[Editorial] Zombie companies


The growing number of “zombie companies” — firms that do not earn enough profit to pay tax and make interest payments — is becoming a major risk factor for the Korean economy.

According to recent data from Chaebul.com, an online corporate tracker, the number of listed corporations that logged pretax operating losses last year amounted to 541, or 31.1 percent of the total. The proportion, the highest in five years, marked a 2 percent increase from 29.1 percent in 2010.

The number of companies whose operating profits fell short of paying interest on their debts for three consecutive years rose by 22 percent from 2,698 in 2009 to 3,295 in 2014. As of June, the proportion of nonperforming corporate bonds held by local banks stood at 1.5 percent, up from 1.32 percent at the end of 2012. Bank loans extended to companies with impaired capital amounted to about 52 trillion won ($44 billion).

Liquidating failed businesses is a key part of structural economic reforms that are needed to contain a possible fallout from the worsening external conditions, including the slowdown in China, and boost its competitiveness.

The U.S. Federal Reserve’s decision last week to leave its benchmark rate unchanged cannot be a reason for economic policymakers here to ease structural reform efforts. With the U.S. rate hike almost certain to come within this year, they should accelerate efforts to reduce internal risk factors in order to lessen its possible impact on the Korean economy.

The government has vowed to implement measures to address the zombie company problem. But it has failed to follow up the pledge by taking concrete action.

The delay in tackling the problem will only increase the cost of liquidating failed corporations and leave deeper scars on the economy. Bureaucrats may be tempted to avoid taking on the painful work. But they should recognize that their evasive attitude may cause greater pain to the economy.

As a recent report by a state-run think tank noted, the Korean economy is approaching a crucial juncture where it can move forward on the back of effective structural reforms or may be stuck in low growth over the long term. Unless structural problems are tackled squarely and thoroughly, corporate earnings will continue to drop and young people will find it harder to find decent jobs.

Funneling bank loans into promising enterprises, not zombie companies, is necessary to create more jobs that match the expectations of young, educated job seekers.

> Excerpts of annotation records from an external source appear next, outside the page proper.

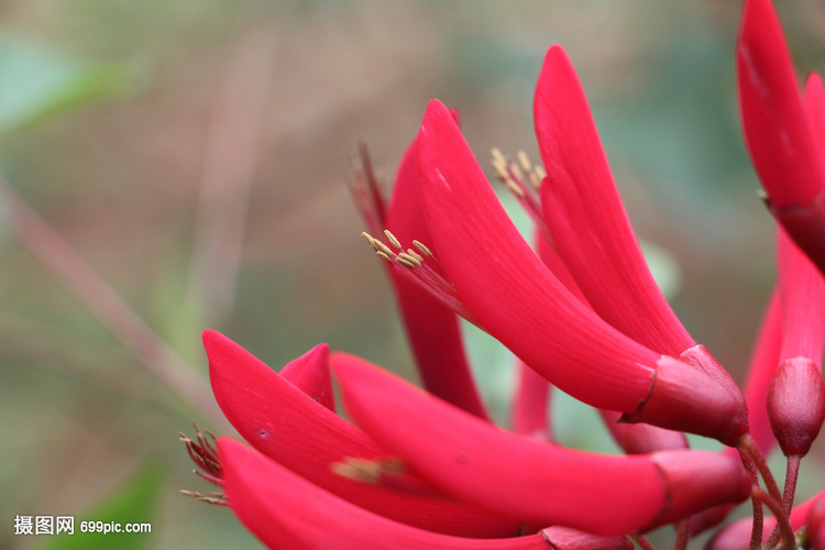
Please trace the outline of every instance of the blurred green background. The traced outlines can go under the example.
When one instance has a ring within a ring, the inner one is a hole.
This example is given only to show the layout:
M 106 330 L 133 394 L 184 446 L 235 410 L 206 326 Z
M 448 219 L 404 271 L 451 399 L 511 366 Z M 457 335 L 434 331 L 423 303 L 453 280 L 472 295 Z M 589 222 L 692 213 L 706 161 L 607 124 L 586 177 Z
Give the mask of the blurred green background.
M 460 109 L 485 166 L 492 146 L 538 158 L 531 95 L 558 42 L 635 228 L 663 254 L 676 312 L 741 378 L 774 274 L 738 131 L 739 9 L 6 0 L 0 172 L 157 334 L 147 356 L 165 342 L 205 380 L 200 331 L 215 328 L 277 369 L 326 341 L 414 376 L 342 172 L 364 140 L 392 180 L 433 97 Z M 821 3 L 780 13 L 798 65 L 822 67 Z M 208 490 L 177 432 L 193 418 L 224 431 L 213 403 L 195 410 L 158 383 L 112 320 L 21 244 L 14 205 L 0 200 L 0 548 L 58 542 L 14 536 L 15 515 L 79 521 L 118 506 L 153 522 L 134 548 L 256 548 L 228 509 L 178 494 Z M 506 421 L 508 360 L 476 355 Z M 563 440 L 594 444 L 561 424 Z

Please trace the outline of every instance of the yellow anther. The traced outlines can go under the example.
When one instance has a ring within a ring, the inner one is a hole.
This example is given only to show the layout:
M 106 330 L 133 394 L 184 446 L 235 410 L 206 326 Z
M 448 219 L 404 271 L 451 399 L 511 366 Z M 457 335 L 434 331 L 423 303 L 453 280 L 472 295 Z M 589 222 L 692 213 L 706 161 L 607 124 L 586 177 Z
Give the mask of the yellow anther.
M 364 238 L 364 241 L 366 241 L 367 244 L 370 244 L 370 246 L 372 246 L 373 249 L 375 248 L 375 245 L 373 244 L 373 242 L 375 241 L 375 238 L 373 235 L 371 235 L 366 231 L 362 231 L 361 237 Z
M 418 252 L 414 251 L 413 249 L 407 249 L 407 254 L 415 257 L 419 262 L 424 263 L 424 256 L 419 254 Z
M 547 172 L 541 166 L 536 166 L 532 172 L 536 174 L 536 180 L 538 182 L 536 188 L 538 189 L 541 186 L 541 182 L 547 177 Z
M 518 157 L 518 163 L 521 165 L 521 169 L 529 173 L 531 172 L 532 165 L 530 164 L 530 160 L 527 157 L 527 153 L 524 151 L 519 151 L 516 153 L 516 156 Z
M 387 240 L 389 241 L 389 244 L 392 244 L 398 250 L 404 250 L 404 246 L 402 246 L 400 241 L 398 241 L 398 239 L 396 239 L 395 235 L 391 233 L 388 229 L 384 230 L 384 234 L 387 235 Z
M 416 249 L 418 249 L 421 252 L 421 254 L 424 254 L 425 256 L 432 257 L 432 252 L 430 252 L 430 249 L 428 249 L 427 245 L 425 243 L 422 243 L 421 241 L 415 241 L 414 240 L 413 241 L 413 246 L 415 246 Z
M 402 252 L 402 254 L 404 253 Z M 420 265 L 420 264 L 416 264 L 415 262 L 410 262 L 406 257 L 402 257 L 400 254 L 395 258 L 395 261 L 402 264 L 404 267 L 409 267 L 409 268 L 418 267 Z
M 418 255 L 418 254 L 416 254 L 416 255 Z M 402 260 L 405 262 L 404 265 L 411 264 L 411 265 L 408 265 L 408 267 L 410 267 L 410 266 L 419 267 L 421 265 L 421 261 L 420 260 L 416 258 L 415 256 L 413 256 L 410 254 L 407 254 L 406 252 L 399 252 L 398 253 L 397 261 L 400 262 Z
M 513 179 L 507 179 L 504 182 L 504 185 L 507 187 L 507 189 L 510 190 L 513 195 L 515 195 L 517 198 L 522 199 L 525 198 L 525 190 L 521 189 Z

The Financial Services Commission scrapped a plan to establish a corporate restructuring vehicle Thursday. The abrupt withdrawal of the plan — which was announced only six days earlier — was due to objections from local commercial banks that were supposed to raise funds for the envisioned institution. Instead, an existing company set up to dispose of nonperforming loans will be reshaped to assume the function.

The moves by the FSC, which is in charge of stabilizing and advancing the financial industry, suggested government officials had not been thinking hard about effective ways to carry out corporate restructuring. They seemed to have put forward a half-baked idea to show they were addressing the problem.

There is no time to waste on discussing how to liquidate failed businesses. Swift actions should be taken under specific plans.

In this respect, the government can and should demonstrate its firm will to push through structural reforms by liquidating about 300 zombie companies that stay afloat on bailouts from state-run banks.